Le jour où j’ai rappé mon premier texte, j’ai vu dans les yeux de mes potes que j’étais fait pour ça. On habitait dans un quartier de Guadeloupe, Bazin, aux Abymes, et le fils d’un animateur de la radio du coin qui avait notre âge, nous a invité à prendre le micro en direct dans l’émission de son daron. J’ai eu le frisson de ma life et tout le monde avait l’air réceptif.
C’est à ce moment là qu’on nous a proposé une émission hebdomadaire de 3 heures tous les samedis de 1989 à 1991. J’écrivais un texte chaque semaine que je rappais en direct à la radio, avec Xavier qui était aux platines. Ensuite l’émission s’est développée et quand on invitait des artistes, c’est moi qui faisait office d’animateur. Depuis cette époque, je n’ai plus jamais arrêté le rap. Le beatmaking et le chant sont arrivés après…
Pour ce qui est de la création de mon propre label, c’est arrivé beaucoup plus tard, en 2005, après moult expériences via des structures qui n’étaient pas les miennes. J’ai eu besoin à un moment de décider seul de ma direction artistique.
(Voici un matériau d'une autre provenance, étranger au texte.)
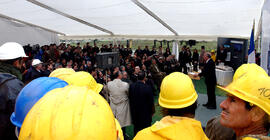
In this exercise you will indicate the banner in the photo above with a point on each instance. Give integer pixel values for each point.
(251, 49)
(265, 37)
(175, 50)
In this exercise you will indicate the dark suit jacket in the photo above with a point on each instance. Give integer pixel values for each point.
(209, 72)
(141, 102)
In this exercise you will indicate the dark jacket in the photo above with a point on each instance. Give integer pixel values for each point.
(209, 72)
(32, 74)
(10, 86)
(7, 68)
(141, 103)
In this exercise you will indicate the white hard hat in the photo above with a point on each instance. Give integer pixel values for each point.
(11, 50)
(36, 62)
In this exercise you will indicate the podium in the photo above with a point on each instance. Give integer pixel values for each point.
(107, 60)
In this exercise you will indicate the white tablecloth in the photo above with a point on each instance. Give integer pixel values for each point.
(224, 77)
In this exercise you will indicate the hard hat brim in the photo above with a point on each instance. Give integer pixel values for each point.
(178, 104)
(244, 96)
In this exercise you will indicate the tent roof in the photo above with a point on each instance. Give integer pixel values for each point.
(157, 19)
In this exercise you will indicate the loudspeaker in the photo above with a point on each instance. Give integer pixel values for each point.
(192, 42)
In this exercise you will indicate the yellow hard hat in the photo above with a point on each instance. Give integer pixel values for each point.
(252, 88)
(253, 68)
(177, 91)
(62, 73)
(83, 78)
(70, 113)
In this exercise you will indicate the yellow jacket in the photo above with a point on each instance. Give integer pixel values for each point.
(173, 128)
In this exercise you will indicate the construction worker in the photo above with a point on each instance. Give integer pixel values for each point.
(28, 97)
(71, 113)
(214, 130)
(247, 107)
(178, 100)
(11, 61)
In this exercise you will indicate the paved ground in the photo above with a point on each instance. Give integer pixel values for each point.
(202, 113)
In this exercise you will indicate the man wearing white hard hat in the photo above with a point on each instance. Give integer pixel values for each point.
(34, 71)
(11, 54)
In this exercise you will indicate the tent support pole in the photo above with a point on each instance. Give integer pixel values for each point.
(154, 16)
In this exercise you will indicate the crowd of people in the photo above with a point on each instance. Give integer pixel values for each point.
(65, 95)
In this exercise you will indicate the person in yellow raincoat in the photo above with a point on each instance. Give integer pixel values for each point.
(178, 100)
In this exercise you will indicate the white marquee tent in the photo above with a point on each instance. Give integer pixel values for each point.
(130, 19)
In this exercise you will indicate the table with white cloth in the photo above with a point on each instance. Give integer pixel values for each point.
(224, 76)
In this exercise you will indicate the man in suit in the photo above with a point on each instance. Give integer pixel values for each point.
(209, 73)
(141, 103)
(183, 60)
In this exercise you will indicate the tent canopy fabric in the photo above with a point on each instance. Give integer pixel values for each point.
(166, 19)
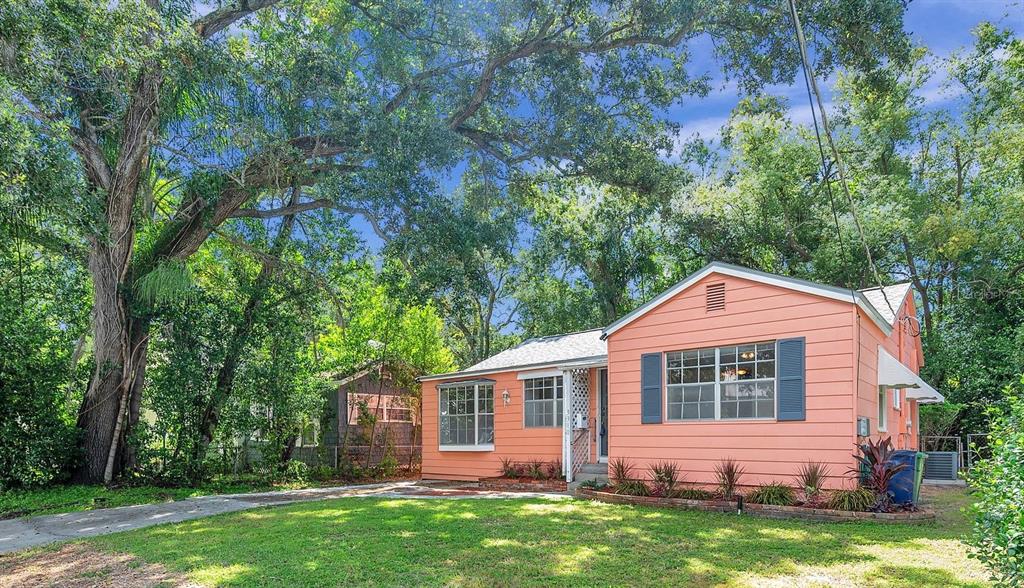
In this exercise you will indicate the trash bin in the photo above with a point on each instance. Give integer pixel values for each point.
(905, 486)
(919, 473)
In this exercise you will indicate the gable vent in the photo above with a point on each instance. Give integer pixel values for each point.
(716, 297)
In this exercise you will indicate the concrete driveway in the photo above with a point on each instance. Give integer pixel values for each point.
(32, 532)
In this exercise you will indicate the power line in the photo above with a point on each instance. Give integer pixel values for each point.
(809, 79)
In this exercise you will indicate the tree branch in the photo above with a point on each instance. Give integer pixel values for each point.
(226, 15)
(284, 210)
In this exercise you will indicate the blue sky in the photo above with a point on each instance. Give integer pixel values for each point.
(942, 26)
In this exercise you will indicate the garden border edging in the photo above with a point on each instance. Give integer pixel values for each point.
(762, 510)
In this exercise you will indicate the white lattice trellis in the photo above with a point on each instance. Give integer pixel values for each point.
(578, 425)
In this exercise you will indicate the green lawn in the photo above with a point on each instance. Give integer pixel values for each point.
(531, 542)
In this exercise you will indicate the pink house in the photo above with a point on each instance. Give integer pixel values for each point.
(728, 363)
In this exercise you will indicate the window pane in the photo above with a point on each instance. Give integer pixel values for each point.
(745, 352)
(675, 412)
(485, 434)
(707, 374)
(766, 370)
(689, 375)
(744, 372)
(690, 412)
(542, 403)
(675, 376)
(747, 409)
(675, 394)
(728, 354)
(708, 410)
(729, 410)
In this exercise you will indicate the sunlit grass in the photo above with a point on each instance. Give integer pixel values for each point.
(364, 541)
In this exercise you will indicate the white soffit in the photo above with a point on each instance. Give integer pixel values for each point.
(893, 374)
(822, 290)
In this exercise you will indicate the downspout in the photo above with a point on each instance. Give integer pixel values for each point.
(566, 425)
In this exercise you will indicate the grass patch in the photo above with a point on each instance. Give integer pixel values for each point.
(75, 498)
(363, 541)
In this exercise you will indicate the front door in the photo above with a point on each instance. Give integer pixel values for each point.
(602, 427)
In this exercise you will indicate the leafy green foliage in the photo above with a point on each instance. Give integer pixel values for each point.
(875, 468)
(998, 484)
(728, 472)
(774, 493)
(665, 477)
(857, 499)
(811, 477)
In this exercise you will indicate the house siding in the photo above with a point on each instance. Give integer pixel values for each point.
(905, 346)
(768, 450)
(512, 439)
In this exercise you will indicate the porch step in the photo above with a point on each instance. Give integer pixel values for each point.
(586, 476)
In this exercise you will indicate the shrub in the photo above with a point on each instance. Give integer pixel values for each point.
(776, 494)
(510, 468)
(998, 484)
(322, 472)
(388, 466)
(554, 469)
(296, 470)
(858, 499)
(691, 494)
(633, 488)
(665, 476)
(875, 468)
(728, 472)
(536, 469)
(811, 477)
(620, 470)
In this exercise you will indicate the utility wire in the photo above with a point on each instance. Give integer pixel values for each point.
(809, 77)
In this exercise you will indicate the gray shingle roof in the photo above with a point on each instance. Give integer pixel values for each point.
(894, 294)
(543, 351)
(571, 346)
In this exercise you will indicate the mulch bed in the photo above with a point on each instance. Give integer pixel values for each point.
(763, 510)
(77, 565)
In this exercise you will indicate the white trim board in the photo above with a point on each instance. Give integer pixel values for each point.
(850, 296)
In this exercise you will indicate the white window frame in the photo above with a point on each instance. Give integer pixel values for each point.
(476, 446)
(558, 382)
(718, 386)
(883, 425)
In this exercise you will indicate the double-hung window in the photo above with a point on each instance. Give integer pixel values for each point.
(467, 415)
(543, 402)
(732, 382)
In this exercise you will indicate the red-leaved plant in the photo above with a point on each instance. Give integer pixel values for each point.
(875, 469)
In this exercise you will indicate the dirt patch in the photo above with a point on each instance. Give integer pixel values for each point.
(78, 565)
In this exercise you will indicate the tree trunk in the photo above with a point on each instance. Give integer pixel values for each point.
(111, 405)
(240, 338)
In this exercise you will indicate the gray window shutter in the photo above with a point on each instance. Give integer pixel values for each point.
(650, 388)
(791, 386)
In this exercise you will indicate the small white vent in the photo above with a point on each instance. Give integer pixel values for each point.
(716, 297)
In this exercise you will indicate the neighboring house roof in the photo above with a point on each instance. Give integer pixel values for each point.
(369, 368)
(843, 294)
(888, 300)
(540, 352)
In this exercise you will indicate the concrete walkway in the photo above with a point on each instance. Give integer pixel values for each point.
(18, 534)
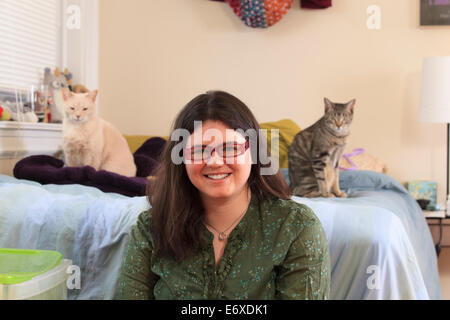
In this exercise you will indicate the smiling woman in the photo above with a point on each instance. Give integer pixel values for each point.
(219, 228)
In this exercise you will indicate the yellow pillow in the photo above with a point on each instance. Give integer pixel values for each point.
(288, 130)
(135, 142)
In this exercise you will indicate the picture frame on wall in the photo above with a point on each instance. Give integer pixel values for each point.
(434, 12)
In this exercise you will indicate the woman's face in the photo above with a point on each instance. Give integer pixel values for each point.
(217, 177)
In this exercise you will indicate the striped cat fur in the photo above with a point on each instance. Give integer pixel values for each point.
(315, 153)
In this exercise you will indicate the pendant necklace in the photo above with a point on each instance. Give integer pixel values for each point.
(223, 235)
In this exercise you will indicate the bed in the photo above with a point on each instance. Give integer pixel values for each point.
(380, 244)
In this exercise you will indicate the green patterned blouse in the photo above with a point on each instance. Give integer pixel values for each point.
(277, 251)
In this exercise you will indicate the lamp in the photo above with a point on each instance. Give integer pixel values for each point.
(435, 97)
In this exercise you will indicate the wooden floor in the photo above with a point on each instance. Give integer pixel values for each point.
(444, 272)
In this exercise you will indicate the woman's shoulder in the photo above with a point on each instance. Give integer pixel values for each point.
(143, 225)
(289, 212)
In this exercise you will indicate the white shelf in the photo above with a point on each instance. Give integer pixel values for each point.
(435, 214)
(20, 139)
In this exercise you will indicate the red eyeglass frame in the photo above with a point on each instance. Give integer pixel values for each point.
(243, 148)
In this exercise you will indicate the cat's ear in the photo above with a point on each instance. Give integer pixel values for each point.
(351, 105)
(93, 95)
(66, 94)
(328, 104)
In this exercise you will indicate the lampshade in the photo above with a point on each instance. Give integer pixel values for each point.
(435, 93)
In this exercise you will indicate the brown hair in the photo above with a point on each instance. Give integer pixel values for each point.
(177, 211)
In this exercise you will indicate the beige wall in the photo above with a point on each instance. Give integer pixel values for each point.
(155, 55)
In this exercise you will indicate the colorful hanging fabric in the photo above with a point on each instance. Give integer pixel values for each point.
(260, 13)
(316, 4)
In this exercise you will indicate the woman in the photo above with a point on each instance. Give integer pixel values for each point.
(218, 228)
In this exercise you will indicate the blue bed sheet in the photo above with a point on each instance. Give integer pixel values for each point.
(380, 245)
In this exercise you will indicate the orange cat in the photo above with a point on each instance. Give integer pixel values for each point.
(91, 141)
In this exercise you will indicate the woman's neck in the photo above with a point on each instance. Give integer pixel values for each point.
(221, 213)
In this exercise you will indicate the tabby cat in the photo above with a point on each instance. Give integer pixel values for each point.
(315, 153)
(91, 141)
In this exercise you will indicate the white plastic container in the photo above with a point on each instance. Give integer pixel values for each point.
(50, 285)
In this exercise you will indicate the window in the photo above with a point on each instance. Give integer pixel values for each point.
(30, 41)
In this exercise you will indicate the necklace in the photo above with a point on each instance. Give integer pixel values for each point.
(223, 235)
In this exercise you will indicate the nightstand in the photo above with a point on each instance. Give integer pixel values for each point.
(436, 215)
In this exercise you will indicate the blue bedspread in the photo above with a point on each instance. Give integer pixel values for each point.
(380, 244)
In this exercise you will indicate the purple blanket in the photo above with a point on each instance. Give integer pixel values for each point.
(50, 170)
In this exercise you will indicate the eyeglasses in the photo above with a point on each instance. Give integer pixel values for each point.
(225, 150)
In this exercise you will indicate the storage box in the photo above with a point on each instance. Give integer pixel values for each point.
(33, 275)
(423, 190)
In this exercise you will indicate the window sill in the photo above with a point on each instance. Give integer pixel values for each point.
(21, 139)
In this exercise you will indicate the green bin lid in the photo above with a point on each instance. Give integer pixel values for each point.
(19, 265)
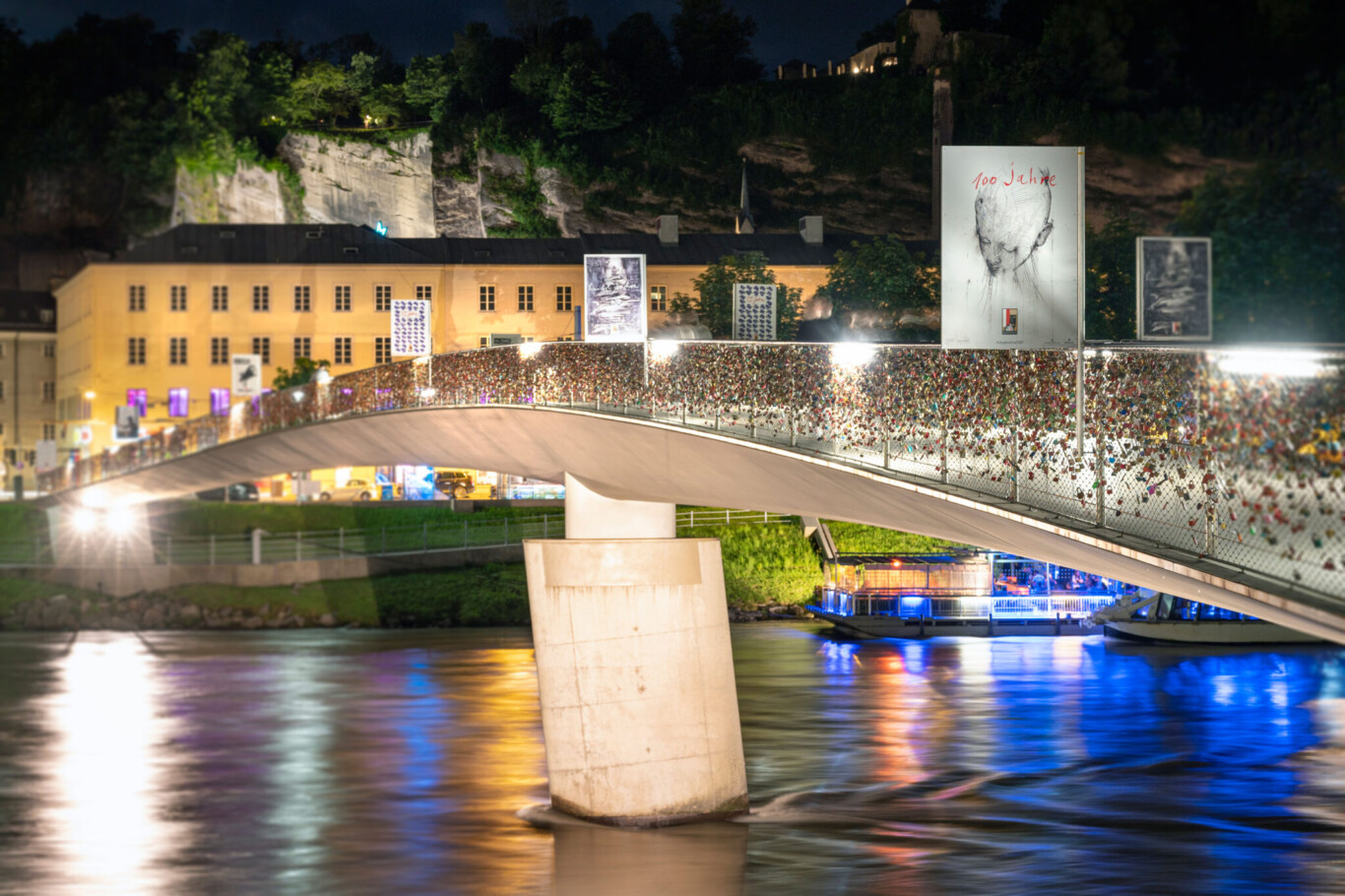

Pourquoi avoir pris toutes ces casquettes ? Le besoin de toucher à tout ? Par pur activisme ou par nécessité ?
J’ai toujours fonctionné par passion. Rien n’était calculé, avoir effleuré plusieurs disciplines se justifie par le fait qu’étant très jeune, je me cherchais artistiquement.
Tu as donc fait tes premières armes à deux pas des États-Unis dans une influence jamaïcaine. Tu cites souvent Redman, Mobb Deep, Heltah Skeltah, comme étant tes références. J’imagine donc que le rap français n’est pas ton premier amour. Comment es-tu venu au genre ?
Effectivement, aux Antilles, étant géographiquement proches des States et de la Jamaïque, on a une certaine ouverture musicale qui ne peut qu’enrichir notre créativité, c’est une putain de chance. En ce qui concerne mes références il y a évidement Mobb Deep, Heltah Skeltah, O.D.B, Cypress Hill entre autres, mais Assassin et NTM ont été des groupes très importants dans les débuts de ma construction artistique. J’estime que tous les MC’s français de cette génération sont comme des grand frères. Je fais partie pour ma part de la deuxième vague.
J’ai été récemment invité par Rockin’Squat sur « L’underground s’exprime 7″ , et je peux te dire que les mecs de ma génération et moi-même, sommes extrêmement conscient du symbole et de l’honneur que cela représente. J’ai assisté à toute l’histoire du rap français, et je te certifie que Squat est chronologiquement le tout premier punchliner de France.
« Quand je suis arrivé sur Paris en 2001, j’avais déjà un background de 10 ans dans le rap. Et le choix de rapper en créole ou en français. »
Chez Red Zone tu étais déjà aux cotés de Lyricson que l’on retrouve sur ton album, toujours là 15 ans après, et régulièrement en feat. à tes cotés depuis. Tu nous parles de cette rencontre et de cette filiation musicale entre vous ?
De mon point de vue, Lyricson a été artistiquement touché par la grâce. Il s’est vraiment passé quelque chose dans son évolution à laquelle j’ai eu la chance d’assister. Il est le seul artiste de mon entourage qui possède clairement un potentiel international. C’est quelqu’un pour qui j’ai beaucoup d’affection et que je considère comme un petit frère, étant un peu plus vieux que lui.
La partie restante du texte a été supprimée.